In 2018-19, a groin injury meant James played only 55 of the Lakers’ 82 regular-season games, the most he’d had to sit out in his career. LA finished with a 37-45 record. James missed the playoffs for the first time since 2005.
“I remember the game he got hurt,” Moser says. “It was Christmas Day and we were at Golden State. I was close enough that I heard his groin pop a little bit, and he heard it too. He knew he was hurt bad. But, in classic fashion, he worked hard at his rehab, he worked hard at his therapy, and he came back as quickly as he could. Unfortunately for us, it was a little bit too late.”
Before the next season, 2019-20, the Lakers completed a crucial trade to acquire Anthony Davis from the New Orleans Pelicans. LA gave up three young talents and a handful of future draft picks to acquire one of the most talented forwards in the game.
With an elite scorer now on his side, James adapted his game. While still averaging a healthy 25.3 points – rising to 27.6 in the playoffs – he became more of a facilitator, posting a league-high and career-best average of 10.2 assists per game.
James withdrew into the backcourt, effectively acting as the Lakers’ point guard for the majority of possessions. He would instigate moves from deep, spring fast breaks with arrow-like passes or draw the attention of defenders before offloading to an open team-mate.
“I think he probably could’ve led the league in assists any year he wanted to,” Moser says. “But when they got Davis and they retooled the team in the manner they did, I think he set his mind to the fact Davis is going to be the primary go-to guy. LeBron was going to make sure everybody got easy looks at the basket, and that’s exactly what he did.”

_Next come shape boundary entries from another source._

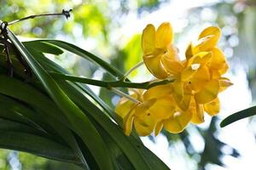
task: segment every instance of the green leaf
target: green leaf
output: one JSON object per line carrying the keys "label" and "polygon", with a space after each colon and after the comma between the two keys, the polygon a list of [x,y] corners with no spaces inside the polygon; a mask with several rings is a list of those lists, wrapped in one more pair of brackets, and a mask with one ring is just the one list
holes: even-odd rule
{"label": "green leaf", "polygon": [[[42,65],[32,56],[22,43],[9,30],[9,38],[21,54],[34,74],[44,85],[49,96],[62,110],[71,124],[73,130],[81,138],[101,169],[112,169],[112,162],[108,156],[108,149],[102,139],[93,127],[87,116],[65,94],[54,79],[47,73]],[[85,133],[86,132],[86,133]]]}
{"label": "green leaf", "polygon": [[55,55],[59,55],[63,53],[63,51],[60,48],[57,48],[55,45],[45,42],[31,41],[23,42],[22,43],[26,48],[32,48],[32,49],[41,53],[51,54]]}
{"label": "green leaf", "polygon": [[91,101],[82,94],[82,92],[79,92],[78,88],[68,86],[63,81],[62,82],[60,81],[59,84],[73,101],[76,101],[81,108],[86,110],[106,130],[109,137],[116,142],[136,169],[169,169],[156,156],[146,149],[140,141],[132,136],[125,136],[123,130],[113,123],[105,114],[102,114]]}
{"label": "green leaf", "polygon": [[116,68],[113,67],[110,64],[107,63],[101,58],[94,55],[93,54],[85,51],[73,44],[63,42],[63,41],[59,41],[59,40],[35,40],[35,41],[39,41],[39,42],[46,42],[51,44],[54,44],[55,46],[58,46],[61,48],[64,48],[71,53],[76,54],[77,55],[83,57],[84,59],[87,59],[94,63],[96,63],[99,65],[101,67],[104,68],[107,71],[108,71],[110,74],[112,74],[113,76],[122,78],[123,77],[123,73],[120,72],[119,70]]}
{"label": "green leaf", "polygon": [[[47,58],[37,58],[38,60],[40,60],[40,62],[46,62],[45,60],[48,60]],[[50,64],[49,64],[50,63]],[[67,73],[67,71],[63,71],[63,69],[61,68],[60,66],[58,66],[55,63],[54,63],[51,60],[49,60],[49,65],[47,65],[47,69],[49,71],[57,71],[57,72],[62,72],[62,73]],[[64,83],[64,82],[61,82]],[[93,92],[91,92],[90,90],[90,88],[87,88],[86,85],[84,84],[79,84],[79,83],[74,83],[76,86],[78,86],[80,90],[82,90],[83,92],[84,92],[85,94],[87,94],[88,95],[90,95],[90,97],[92,97],[96,102],[97,102],[103,109],[104,110],[106,110],[107,112],[108,112],[108,115],[112,115],[113,116],[114,116],[114,113],[113,111],[108,108],[108,105],[106,105],[106,104],[102,101],[102,99],[96,96]],[[79,91],[80,91],[79,90]],[[82,94],[84,94],[83,92],[80,92],[79,94],[77,92],[74,94],[77,94],[78,95],[81,95]],[[71,93],[73,94],[73,93]],[[84,94],[83,94],[84,95]],[[80,97],[79,97],[80,98]],[[79,97],[74,97],[74,100],[79,99]],[[84,102],[83,104],[81,104],[81,107],[84,107],[87,108],[86,105],[89,105],[89,103],[90,101],[87,101],[87,99],[85,99],[84,98],[79,99],[80,102]],[[100,102],[99,102],[100,101]],[[97,109],[92,109],[93,110],[97,110]],[[91,112],[91,111],[90,111]],[[90,113],[89,111],[89,113]],[[91,112],[92,114],[94,114],[95,111]],[[103,113],[102,113],[103,114]],[[95,116],[95,114],[94,114]],[[103,117],[102,117],[103,119]],[[119,122],[120,123],[120,120],[119,120]],[[115,133],[117,131],[119,131],[118,129],[113,131],[113,133]],[[122,130],[120,131],[120,135],[124,135]],[[130,147],[134,147],[137,150],[137,154],[140,154],[142,155],[142,156],[143,157],[143,159],[147,160],[147,162],[150,164],[150,167],[152,169],[157,169],[158,167],[160,167],[160,169],[169,169],[154,153],[152,153],[148,149],[147,149],[143,143],[141,142],[141,140],[139,139],[139,138],[137,137],[137,134],[135,134],[135,133],[132,133],[132,135],[131,137],[124,137],[125,139],[125,140],[130,140],[131,143],[131,146]],[[106,139],[106,138],[104,138]],[[117,137],[117,139],[119,139],[119,137]],[[122,140],[118,140],[119,141],[119,144],[122,143]]]}
{"label": "green leaf", "polygon": [[221,122],[220,122],[220,127],[224,128],[229,124],[231,124],[236,121],[239,121],[241,119],[253,116],[256,115],[256,106],[253,106],[250,108],[247,108],[246,110],[242,110],[241,111],[238,111],[236,113],[234,113],[226,118],[224,118]]}
{"label": "green leaf", "polygon": [[0,147],[35,154],[61,162],[80,164],[79,158],[67,146],[26,133],[0,130]]}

Interrupted by the coronavirus pandemic, 2019-20 ended with the final regular-season rounds and all of the playoffs taking place in a fan-less ‘bubble’ at Disney World, Florida.

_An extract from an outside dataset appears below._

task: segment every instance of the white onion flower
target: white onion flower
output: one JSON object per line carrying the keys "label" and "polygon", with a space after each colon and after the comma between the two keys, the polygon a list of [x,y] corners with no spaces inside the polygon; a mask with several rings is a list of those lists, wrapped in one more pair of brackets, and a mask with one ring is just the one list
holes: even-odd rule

It also ended with the Lakers collecting their first championship in a decade. It was a fourth ring for James and a fourth Finals MVP crown.

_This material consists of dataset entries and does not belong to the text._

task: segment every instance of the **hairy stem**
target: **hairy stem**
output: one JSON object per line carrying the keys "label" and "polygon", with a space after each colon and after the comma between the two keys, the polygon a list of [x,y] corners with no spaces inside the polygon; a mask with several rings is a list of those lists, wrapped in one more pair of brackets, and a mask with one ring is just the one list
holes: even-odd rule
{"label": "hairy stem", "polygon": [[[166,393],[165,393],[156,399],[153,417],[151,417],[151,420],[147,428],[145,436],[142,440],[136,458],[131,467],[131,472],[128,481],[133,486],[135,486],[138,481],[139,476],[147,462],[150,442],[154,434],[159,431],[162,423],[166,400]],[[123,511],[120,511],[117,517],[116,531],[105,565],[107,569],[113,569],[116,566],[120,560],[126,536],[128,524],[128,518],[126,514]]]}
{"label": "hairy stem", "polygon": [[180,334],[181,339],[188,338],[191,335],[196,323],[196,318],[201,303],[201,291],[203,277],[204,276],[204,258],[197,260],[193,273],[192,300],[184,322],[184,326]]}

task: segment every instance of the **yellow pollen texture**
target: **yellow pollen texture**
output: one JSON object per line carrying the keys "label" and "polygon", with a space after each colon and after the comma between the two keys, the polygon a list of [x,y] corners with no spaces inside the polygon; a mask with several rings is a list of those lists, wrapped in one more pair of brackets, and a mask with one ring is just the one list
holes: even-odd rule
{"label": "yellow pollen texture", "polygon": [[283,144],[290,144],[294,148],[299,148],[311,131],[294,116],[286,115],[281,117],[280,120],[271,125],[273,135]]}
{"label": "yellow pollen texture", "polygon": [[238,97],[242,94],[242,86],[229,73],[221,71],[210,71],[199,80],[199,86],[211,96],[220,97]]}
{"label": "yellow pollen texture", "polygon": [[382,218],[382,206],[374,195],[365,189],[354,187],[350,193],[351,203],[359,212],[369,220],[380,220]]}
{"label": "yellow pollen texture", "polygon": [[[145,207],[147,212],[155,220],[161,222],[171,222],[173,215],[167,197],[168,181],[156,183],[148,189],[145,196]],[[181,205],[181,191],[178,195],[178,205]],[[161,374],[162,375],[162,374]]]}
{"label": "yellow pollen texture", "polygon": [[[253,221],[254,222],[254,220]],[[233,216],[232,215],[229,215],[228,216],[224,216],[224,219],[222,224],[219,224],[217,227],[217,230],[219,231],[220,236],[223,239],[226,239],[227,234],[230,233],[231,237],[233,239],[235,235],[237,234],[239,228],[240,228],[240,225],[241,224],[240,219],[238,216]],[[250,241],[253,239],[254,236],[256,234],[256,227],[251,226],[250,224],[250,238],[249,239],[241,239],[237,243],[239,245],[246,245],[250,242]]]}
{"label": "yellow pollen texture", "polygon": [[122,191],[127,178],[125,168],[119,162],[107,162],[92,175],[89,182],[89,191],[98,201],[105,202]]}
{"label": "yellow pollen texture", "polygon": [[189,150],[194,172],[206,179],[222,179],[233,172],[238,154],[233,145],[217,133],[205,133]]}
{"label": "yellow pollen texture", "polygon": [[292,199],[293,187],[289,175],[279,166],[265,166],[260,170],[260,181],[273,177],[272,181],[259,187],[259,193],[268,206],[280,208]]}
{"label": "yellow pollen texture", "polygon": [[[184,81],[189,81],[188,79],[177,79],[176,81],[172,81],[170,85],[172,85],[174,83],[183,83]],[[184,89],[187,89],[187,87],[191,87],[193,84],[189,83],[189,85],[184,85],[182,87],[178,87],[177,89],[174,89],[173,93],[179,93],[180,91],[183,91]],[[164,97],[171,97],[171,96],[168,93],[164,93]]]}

Powered by James and Davis, the Lakers are favourites to repeat their ‘bubble’ success in 2021. James is now 36 but showing no signs of slowing. With the care he has paid to his physical shape and wellbeing throughout his career, and with Abdul-Jabbar’s all-time NBA scoring record in his sights – 35,171 to the leader’s 38,387 – he is as motivated as ever.
“He’s still one of the best players in the world,” Moser says.
“He doesn’t have these ups and downs in terms of his conditioning. He’s always in great shape. He’s always ready to go. He’s incredibly strong – like, incredibly strong. He’s got north-south quickness. He’s got great hand-eye coordination. All those sorts of things.
“If he is declining, I’d hate to see guys that really are.”